Md Sajib Al Reza et al. Food Sci Nutr.

Abstract

This study was conducted to evaluate the toxic effects of an azo dye carmoisine widely used in foods and to investigate its relation to carcinogenicity. Carmoisine administered into mice orally in four different doses as control, low, medium, and high equivalent to 0, 4, 200, and 400 mg/kg bw, respectively, for 120 days. The key toxicological endpoint was observed including animal body weight, organ weights, hematology, biochemistry, and molecular biology assessment. The body weights of medium- and high-dose carmoisine-treated mice group were significantly decreased as compared to the control mice group. Platelet, white blood cell and monocyte counts of treated group were considerably higher, while Hb and red blood cell counts were drastically lower than the control group.
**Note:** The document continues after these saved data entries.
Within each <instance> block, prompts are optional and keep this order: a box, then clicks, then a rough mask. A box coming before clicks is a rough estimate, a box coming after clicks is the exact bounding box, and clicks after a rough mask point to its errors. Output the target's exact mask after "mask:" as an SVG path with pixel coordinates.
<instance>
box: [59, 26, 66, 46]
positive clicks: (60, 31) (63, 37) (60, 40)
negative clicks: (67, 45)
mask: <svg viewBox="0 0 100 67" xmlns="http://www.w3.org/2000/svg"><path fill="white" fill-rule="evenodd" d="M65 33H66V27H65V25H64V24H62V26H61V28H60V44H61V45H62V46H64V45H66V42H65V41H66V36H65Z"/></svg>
The biochemical parameters such as serum alanine aminotransferase, aspartate aminotransferase, alkaline phosphatase, total protein, globulin, urea, and creatinine level were significantly increased, while serum cholesterol level was decreased after treatment as compared to the control. RT-PCR results showed that expression of Bcl-x and PARP gene was intensively increased, whereas expression of p53 gene was decreased in the mouse liver tissues treated with carmoisine. This study revealed that high-dose (400 mg/kg bw) treatment of carmoisine was attributable to renal failure and hepatotoxicity. It also would be suspected as a culprit for liver oncogenesis.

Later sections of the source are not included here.